If this thread is monitored by the person/people who created the Wiki entry I have a couple of suggestions:

Aikido use of the tanto is by no means limited to wooden or rubber. I've seen clubs in several styles use steel tanto and know of one style that also uses 'live' steel tanto (sharp edged) as I used to in Shudokan and as I believe they still do.  Insurance difficulties may have restricted this for some clubs, but it is certainly a part of the art retained by some and should be mentioned in the Wiki entry IMHO.

I would also argue that atemi by a defender (tori) should always be a committed strike, never a distraction, as it is integral, to applying a lock or throw, that resistance is overcome by a good strike.  In practice, place a palm in front of the face or make light contact to the body, but at least it should not be punching or waving at fresh air air.

Dojo practice (again IMHO) should not comprise the totality of what is described as the art of Aikido - we are practising in order to apply Aikido, the practice is not the art itself.  Kuzushi may be achieved by 'distraction' in a rehearsed dojo situation, but we are supposed to be studying a 'martial' art.

It is also how we meet a hard and fast attack that IMHO differentiates the styles, not the attack itself, which should always be as fast and hard as the student can cope with.  I've never seen vids of O Sensei using a floppy wrist waft, and despair when I see vids of some clubs using slomo dalek attacks followed by a walk around and a gentle roll. 

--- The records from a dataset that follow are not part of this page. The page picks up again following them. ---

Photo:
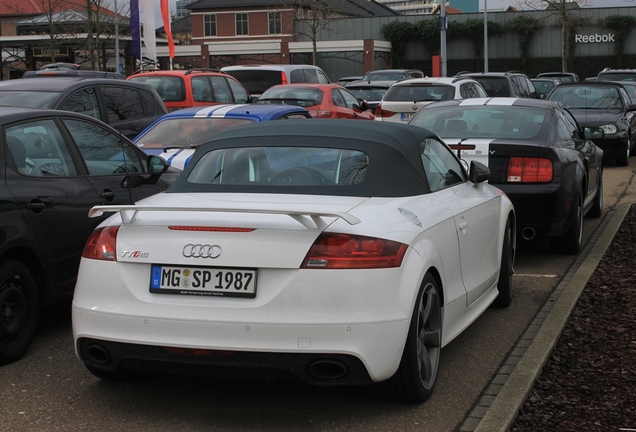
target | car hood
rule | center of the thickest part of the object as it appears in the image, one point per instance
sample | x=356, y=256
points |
x=594, y=117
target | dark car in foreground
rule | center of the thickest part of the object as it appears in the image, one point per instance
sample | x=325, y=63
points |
x=606, y=105
x=55, y=166
x=127, y=106
x=537, y=154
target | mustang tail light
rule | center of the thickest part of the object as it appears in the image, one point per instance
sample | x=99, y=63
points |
x=529, y=170
x=379, y=112
x=345, y=251
x=101, y=245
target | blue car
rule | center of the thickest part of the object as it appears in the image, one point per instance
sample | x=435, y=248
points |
x=175, y=136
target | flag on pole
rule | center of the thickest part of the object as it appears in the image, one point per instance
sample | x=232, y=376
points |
x=165, y=15
x=147, y=14
x=135, y=30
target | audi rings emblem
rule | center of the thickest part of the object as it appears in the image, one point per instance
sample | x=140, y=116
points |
x=201, y=251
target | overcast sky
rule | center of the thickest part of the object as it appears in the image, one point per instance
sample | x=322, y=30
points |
x=502, y=4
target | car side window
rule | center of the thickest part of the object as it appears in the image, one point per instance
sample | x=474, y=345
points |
x=322, y=78
x=39, y=150
x=240, y=94
x=350, y=100
x=104, y=152
x=566, y=129
x=150, y=103
x=441, y=167
x=311, y=76
x=222, y=92
x=297, y=76
x=122, y=103
x=201, y=91
x=83, y=101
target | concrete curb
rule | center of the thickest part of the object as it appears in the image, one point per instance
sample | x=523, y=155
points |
x=504, y=409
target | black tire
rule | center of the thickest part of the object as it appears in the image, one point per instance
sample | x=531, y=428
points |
x=19, y=310
x=622, y=158
x=416, y=376
x=505, y=271
x=597, y=207
x=571, y=241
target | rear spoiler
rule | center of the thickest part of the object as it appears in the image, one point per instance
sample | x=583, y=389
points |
x=128, y=213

_Sorry to rock anyone's boat, but IMHO Aikido is 'harmonising' with an attacker and his potentially harmful attack - if there's no threat to safety why bother?_


----------



## scottcatchot

Kiaki,

i agree with your points. It comes down more to the way you train when determining the effectiveness of Aikido.in regards to atemi, there are multiple quotes and picture evidence that backs up the importance of atemi in Aikido and it being a real dedicated strike.

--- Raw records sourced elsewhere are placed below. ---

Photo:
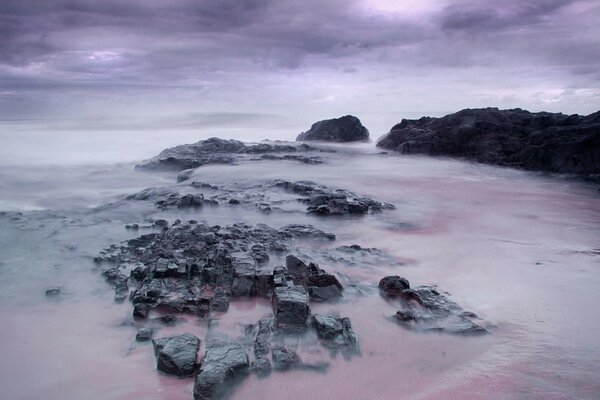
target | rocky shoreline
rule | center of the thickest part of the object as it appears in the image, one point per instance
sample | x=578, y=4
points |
x=549, y=142
x=189, y=269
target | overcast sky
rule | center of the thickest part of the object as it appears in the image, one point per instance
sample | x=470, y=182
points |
x=245, y=61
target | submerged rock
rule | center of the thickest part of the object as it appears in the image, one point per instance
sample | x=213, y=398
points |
x=216, y=151
x=426, y=309
x=284, y=358
x=53, y=291
x=224, y=363
x=176, y=355
x=336, y=333
x=536, y=141
x=290, y=305
x=144, y=334
x=344, y=129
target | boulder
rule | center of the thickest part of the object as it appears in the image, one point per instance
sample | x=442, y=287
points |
x=224, y=362
x=290, y=305
x=336, y=333
x=176, y=355
x=53, y=291
x=144, y=334
x=553, y=142
x=393, y=286
x=340, y=130
x=283, y=358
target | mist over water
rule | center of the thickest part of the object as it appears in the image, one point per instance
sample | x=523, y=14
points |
x=519, y=249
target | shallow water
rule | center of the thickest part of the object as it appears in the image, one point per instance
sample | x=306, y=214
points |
x=519, y=249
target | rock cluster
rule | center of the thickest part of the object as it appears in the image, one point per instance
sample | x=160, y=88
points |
x=341, y=130
x=568, y=144
x=424, y=308
x=222, y=151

for whomever is moderating this ...the link would not work for me


----------



## jim777

The link in the OP does not work.

jim


----------



## K-man

jim777 said:


> The link in the OP does not work.
> 
> jim


I think this might contain the same information.
http://www.martialtalk.com/forum/3-aikido/1-aikido.html
:asian:


----------



## Hanshi

kiaiki said:


> Forgive a newbie to the forum, but not to Aikido:
> 
> If this thread is monitored by the person/people who created the Wiki entry I have a couple of suggestions:
> 
> Aikido use of the tanto is by no means limited to wooden or rubber. I've seen clubs in several styles use steel tanto and know of one style that also uses 'live' steel tanto (sharp edged) as I used to in Shudokan and as I believe they still do.  Insurance difficulties may have restricted this for some clubs, but it is certainly a part of the art retained by some and should be mentioned in the Wiki entry IMHO.
> 
> I would also argue that atemi by a defender (tori) should always be a committed strike, never a distraction, as it is integral, to applying a lock or throw, that resistance is overcome by a good strike.  In practice, place a palm in front of the face or make light contact to the body, but at least it should not be punching or waving at fresh air air.
> 
> Dojo practice (again IMHO) should not comprise the totality of what is described as the art of Aikido - we are practising in order to apply Aikido, the practice is not the art itself.  Kuzushi may be achieved by 'distraction' in a rehearsed dojo situation, but we are supposed to be studying a 'martial' art.
> 
> It is also how we meet a hard and fast attack that IMHO differentiates the styles, not the attack itself, which should always be as fast and hard as the student can cope with.  I've never seen vids of O Sensei using a floppy wrist waft, and despair when I see vids of some clubs using slomo dalek attacks followed by a walk around and a gentle roll.
> 
> _Sorry to rock anyone's boat, but IMHO Aikido is 'harmonising' with an attacker and his potentially harmful attack - if there's no threat to safety why bother?_






You do make a good point.  I've always been taught from the martial perspective.


----------